Bradley’s body of work spans short and feature-length films, video installations, photography, television, and a range publications including artist books and visual essays. She drew inspiration for her multi-channel installation, America (2019), from Lime Kiln Club Field Day (1915), which is believed to be the oldest surviving film featuring an all-Black cast and integrated production team. Bradley interweaves scenes from this early film with 12 black-and-white vignettes of her own creation. Each vignette poetically reimagines moments from early twentieth-century American history. Bradley chose to shoot the scenes on 35mm film, embracing a labor-intensive process that intentionally imposed creative limitations in a digital world. She also limited the use of sound, reimagining a contemporary silent film that could not rely on dialogue to convey meaning. Through the film’s juxtaposed scenes, Bradley seeks to fill gaps in the archives of early cinema and to insert into the public imagination an iconography of Black life and visual culture that has otherwise been lost from this time period.

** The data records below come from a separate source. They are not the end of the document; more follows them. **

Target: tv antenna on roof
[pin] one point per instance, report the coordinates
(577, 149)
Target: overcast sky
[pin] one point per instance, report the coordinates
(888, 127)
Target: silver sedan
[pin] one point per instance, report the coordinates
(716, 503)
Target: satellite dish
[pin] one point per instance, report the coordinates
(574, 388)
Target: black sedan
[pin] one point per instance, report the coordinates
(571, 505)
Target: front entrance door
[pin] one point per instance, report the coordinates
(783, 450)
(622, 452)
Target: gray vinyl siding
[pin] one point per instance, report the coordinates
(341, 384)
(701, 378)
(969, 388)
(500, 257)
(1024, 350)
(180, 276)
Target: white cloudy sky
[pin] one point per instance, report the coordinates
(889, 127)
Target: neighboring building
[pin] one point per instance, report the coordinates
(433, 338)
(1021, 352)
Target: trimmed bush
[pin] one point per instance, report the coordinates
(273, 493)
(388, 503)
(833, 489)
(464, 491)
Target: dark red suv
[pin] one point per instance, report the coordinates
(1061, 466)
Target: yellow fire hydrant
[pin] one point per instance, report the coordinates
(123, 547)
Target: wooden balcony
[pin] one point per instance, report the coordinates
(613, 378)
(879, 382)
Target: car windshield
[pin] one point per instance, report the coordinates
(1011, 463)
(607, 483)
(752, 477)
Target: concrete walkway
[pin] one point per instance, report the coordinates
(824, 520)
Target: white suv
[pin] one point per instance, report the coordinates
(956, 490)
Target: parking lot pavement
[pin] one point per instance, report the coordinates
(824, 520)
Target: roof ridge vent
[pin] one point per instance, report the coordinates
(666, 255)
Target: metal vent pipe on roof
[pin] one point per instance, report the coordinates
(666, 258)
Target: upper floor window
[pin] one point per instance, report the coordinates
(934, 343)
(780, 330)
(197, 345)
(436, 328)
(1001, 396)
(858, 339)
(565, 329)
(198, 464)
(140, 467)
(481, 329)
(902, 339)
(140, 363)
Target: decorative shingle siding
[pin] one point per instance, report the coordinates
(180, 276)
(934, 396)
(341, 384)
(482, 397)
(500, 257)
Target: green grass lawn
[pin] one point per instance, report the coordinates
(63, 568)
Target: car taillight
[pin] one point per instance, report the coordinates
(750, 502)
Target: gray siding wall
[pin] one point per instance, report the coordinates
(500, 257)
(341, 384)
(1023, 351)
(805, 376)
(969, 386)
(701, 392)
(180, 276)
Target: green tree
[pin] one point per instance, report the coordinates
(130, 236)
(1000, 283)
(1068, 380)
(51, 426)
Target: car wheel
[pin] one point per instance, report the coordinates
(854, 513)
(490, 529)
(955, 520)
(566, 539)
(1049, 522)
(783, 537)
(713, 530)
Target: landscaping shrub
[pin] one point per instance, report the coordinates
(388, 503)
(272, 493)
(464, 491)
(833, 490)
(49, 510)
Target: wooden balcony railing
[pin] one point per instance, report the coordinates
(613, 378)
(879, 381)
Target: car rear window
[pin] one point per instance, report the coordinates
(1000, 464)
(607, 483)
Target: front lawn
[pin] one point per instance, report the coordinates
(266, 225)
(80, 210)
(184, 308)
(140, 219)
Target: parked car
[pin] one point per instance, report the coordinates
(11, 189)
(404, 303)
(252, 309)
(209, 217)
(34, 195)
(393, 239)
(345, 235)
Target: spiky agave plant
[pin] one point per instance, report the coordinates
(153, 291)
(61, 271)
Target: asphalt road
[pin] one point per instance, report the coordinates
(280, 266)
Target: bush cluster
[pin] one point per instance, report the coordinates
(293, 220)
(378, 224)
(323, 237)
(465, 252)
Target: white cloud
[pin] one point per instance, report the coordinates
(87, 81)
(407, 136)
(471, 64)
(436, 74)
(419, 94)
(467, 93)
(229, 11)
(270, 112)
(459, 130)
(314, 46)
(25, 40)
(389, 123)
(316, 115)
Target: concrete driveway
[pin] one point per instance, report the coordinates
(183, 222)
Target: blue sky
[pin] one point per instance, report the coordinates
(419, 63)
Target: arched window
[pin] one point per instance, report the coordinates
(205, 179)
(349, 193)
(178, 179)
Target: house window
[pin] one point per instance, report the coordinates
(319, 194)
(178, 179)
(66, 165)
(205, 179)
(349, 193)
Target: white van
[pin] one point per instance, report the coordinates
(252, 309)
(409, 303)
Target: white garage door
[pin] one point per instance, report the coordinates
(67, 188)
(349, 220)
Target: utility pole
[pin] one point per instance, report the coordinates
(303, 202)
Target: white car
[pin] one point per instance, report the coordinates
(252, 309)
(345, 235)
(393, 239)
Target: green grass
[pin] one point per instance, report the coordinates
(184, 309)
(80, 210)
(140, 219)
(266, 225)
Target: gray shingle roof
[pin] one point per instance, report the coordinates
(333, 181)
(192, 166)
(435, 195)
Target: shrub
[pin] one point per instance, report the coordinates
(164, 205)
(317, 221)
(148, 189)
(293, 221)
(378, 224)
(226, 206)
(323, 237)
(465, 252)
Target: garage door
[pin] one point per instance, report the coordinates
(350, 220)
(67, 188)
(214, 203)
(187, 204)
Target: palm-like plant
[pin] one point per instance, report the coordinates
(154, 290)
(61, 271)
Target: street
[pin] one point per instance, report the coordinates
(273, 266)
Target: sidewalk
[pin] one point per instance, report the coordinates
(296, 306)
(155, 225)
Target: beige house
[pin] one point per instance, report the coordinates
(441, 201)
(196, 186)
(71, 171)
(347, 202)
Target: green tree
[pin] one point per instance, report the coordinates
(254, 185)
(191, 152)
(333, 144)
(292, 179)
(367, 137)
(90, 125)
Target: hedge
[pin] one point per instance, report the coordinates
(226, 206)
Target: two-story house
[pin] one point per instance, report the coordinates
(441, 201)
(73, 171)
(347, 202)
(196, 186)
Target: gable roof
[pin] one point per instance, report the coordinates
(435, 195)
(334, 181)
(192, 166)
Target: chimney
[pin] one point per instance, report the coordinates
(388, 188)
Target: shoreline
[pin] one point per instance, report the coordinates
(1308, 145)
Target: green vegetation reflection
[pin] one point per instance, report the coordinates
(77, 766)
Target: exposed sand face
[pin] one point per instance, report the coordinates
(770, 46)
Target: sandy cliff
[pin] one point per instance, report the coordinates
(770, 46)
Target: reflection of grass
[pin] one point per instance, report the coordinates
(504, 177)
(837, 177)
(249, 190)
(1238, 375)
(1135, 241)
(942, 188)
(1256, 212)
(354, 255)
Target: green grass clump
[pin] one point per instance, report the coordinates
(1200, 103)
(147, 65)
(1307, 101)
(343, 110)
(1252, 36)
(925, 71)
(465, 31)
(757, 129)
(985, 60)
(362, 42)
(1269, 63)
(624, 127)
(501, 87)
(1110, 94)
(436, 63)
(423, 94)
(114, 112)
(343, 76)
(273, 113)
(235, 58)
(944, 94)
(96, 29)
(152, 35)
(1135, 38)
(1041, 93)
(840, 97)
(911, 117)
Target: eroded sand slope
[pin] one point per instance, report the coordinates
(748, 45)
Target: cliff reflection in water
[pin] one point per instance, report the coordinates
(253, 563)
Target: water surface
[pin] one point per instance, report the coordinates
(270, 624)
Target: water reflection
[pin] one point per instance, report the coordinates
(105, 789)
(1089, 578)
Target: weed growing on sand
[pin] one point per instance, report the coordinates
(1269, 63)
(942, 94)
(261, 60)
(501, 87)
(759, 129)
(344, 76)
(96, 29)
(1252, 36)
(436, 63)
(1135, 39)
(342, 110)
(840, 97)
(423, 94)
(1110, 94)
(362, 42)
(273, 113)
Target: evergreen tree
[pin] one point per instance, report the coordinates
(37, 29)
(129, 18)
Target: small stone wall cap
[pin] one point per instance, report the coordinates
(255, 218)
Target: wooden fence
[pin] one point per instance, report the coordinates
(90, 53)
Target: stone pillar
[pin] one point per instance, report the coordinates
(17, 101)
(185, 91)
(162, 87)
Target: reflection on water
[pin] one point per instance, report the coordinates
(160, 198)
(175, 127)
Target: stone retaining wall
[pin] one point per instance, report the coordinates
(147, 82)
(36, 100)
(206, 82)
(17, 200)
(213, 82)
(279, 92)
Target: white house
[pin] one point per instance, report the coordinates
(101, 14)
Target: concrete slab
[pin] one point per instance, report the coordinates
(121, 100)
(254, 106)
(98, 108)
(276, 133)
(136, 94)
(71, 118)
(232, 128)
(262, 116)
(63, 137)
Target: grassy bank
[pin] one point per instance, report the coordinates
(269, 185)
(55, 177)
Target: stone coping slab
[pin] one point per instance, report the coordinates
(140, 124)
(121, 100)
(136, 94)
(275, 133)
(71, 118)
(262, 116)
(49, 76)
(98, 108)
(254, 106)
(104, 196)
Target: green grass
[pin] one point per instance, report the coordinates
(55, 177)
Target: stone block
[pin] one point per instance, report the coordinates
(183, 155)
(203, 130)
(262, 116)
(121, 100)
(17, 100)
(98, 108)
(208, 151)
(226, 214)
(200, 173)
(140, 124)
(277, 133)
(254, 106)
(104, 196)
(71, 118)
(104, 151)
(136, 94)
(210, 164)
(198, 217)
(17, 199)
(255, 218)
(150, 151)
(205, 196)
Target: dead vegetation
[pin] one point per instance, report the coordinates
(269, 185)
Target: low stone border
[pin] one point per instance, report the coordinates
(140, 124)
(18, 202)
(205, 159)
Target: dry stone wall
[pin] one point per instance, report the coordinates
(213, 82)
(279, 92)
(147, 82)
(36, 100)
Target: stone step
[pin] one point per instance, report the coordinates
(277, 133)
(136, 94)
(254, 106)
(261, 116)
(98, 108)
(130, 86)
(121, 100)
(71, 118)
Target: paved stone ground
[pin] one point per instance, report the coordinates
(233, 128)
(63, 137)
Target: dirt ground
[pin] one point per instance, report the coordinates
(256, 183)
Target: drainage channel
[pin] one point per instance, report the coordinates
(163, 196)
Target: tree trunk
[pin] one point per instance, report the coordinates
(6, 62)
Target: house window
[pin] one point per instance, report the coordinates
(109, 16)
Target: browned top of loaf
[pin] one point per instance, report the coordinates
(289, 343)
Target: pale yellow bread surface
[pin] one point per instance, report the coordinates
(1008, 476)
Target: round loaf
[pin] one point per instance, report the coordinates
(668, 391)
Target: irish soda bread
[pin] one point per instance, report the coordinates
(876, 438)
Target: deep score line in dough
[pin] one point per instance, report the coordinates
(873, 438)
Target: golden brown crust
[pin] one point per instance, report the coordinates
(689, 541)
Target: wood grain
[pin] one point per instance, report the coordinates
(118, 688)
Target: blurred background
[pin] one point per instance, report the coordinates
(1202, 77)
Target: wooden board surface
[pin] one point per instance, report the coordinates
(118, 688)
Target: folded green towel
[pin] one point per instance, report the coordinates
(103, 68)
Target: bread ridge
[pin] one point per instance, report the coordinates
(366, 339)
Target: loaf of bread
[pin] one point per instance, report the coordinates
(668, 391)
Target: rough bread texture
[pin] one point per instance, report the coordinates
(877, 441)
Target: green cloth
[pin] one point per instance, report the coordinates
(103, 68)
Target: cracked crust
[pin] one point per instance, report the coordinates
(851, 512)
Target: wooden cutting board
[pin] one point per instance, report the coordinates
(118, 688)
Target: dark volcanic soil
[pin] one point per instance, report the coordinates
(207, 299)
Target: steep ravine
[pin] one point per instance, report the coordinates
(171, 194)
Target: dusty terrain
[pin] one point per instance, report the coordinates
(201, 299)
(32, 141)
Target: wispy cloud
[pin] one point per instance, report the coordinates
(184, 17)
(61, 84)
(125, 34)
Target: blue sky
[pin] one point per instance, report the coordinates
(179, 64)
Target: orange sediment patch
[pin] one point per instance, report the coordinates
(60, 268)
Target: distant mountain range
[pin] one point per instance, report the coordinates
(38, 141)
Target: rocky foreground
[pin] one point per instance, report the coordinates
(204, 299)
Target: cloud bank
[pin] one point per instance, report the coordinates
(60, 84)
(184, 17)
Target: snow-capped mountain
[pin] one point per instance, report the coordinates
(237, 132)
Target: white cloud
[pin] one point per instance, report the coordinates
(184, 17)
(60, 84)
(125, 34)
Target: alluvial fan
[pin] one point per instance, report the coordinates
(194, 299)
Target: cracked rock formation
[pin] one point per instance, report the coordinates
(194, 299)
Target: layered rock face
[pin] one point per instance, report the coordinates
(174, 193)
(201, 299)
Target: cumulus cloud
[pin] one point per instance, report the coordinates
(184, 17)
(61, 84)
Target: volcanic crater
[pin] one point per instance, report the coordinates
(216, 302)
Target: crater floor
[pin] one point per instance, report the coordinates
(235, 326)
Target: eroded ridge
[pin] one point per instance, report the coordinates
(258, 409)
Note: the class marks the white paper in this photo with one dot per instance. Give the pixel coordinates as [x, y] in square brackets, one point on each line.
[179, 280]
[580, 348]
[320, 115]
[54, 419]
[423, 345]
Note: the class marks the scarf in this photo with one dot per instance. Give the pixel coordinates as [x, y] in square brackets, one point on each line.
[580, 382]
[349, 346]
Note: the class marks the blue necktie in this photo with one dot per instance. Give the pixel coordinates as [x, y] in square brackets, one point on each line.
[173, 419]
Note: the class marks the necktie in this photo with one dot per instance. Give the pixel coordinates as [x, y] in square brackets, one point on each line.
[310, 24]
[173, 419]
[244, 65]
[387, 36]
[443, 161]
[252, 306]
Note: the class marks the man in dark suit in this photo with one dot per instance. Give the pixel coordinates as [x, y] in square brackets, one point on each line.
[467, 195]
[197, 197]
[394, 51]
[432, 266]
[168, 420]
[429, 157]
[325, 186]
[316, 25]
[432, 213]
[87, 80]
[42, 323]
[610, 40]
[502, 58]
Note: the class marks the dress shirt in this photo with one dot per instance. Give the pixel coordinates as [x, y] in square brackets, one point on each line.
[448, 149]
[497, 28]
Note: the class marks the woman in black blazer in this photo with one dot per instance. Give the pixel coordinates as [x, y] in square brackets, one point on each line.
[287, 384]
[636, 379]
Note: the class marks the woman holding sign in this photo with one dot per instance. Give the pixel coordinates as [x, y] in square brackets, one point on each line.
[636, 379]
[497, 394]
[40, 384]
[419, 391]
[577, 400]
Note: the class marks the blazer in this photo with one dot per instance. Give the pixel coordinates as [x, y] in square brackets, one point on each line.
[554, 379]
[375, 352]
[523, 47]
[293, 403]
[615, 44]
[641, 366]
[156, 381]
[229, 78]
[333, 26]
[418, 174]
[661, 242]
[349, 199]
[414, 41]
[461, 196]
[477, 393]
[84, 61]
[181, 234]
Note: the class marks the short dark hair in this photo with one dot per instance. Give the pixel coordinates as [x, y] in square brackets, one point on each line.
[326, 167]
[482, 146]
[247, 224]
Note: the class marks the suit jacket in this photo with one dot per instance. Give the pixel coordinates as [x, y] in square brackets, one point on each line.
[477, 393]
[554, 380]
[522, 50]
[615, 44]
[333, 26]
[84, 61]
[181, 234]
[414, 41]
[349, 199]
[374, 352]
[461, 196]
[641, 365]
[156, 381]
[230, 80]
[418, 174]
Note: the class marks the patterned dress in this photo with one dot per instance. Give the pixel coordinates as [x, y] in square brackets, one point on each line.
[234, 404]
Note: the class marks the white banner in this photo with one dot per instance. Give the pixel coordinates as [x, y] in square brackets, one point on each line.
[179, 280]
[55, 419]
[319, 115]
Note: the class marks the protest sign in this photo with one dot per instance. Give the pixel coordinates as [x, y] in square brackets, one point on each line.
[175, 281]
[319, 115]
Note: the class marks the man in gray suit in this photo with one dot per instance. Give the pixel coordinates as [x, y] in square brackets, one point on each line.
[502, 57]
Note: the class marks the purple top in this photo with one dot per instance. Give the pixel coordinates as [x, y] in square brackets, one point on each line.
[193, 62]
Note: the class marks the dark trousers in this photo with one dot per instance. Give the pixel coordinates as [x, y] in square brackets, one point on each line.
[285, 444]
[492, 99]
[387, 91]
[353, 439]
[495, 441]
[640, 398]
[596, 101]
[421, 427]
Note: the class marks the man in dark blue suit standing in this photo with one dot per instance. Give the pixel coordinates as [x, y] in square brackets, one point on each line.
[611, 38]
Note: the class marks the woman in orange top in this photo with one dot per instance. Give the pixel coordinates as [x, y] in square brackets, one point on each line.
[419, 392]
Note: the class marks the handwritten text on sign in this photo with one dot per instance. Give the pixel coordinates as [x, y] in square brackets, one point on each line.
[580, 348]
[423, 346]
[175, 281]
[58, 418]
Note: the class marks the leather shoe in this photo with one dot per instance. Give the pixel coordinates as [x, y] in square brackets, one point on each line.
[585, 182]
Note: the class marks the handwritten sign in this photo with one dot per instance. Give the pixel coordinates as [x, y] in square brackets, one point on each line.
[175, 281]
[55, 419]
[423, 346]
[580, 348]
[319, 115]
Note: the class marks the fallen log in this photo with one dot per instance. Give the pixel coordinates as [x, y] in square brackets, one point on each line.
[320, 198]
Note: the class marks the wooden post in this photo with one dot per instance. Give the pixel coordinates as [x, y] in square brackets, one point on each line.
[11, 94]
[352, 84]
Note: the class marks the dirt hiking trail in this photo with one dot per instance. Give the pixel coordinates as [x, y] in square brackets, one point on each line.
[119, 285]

Several other projects have grown out of Bradley’s personal relationships with members of her New Orleans community. The protagonists in the short film Alone (2017) and her debut full-length documentary Time (2020) are Black women grappling with the radiating effects of their loved ones’ incarceration. Sibil “Fox Rich” Richardson, the central figure in Time, is a dynamic and devoted matriarch, activist, and entrepreneur. She raises six sons while waging a decades-long campaign for her husband’s release from a 60-year sentence in the Louisiana State Penitentiary. Bradley intermixes present-day footage she shoots of Fox and her family with scenes from home movies that Fox has recorded over the years to share the family’s mundane and milestone moments with her husband. Centered on the effects of incarceration and presented from the perspective of family, the film transforms a life—a life from which much time was taken—into an enduring, meditative, and richly layered work of art. Through formal experimentation that pushes aesthetic conventions, Bradley harnesses the full potential of moving images to evoke feeling and render the textures of her subjects’ lives.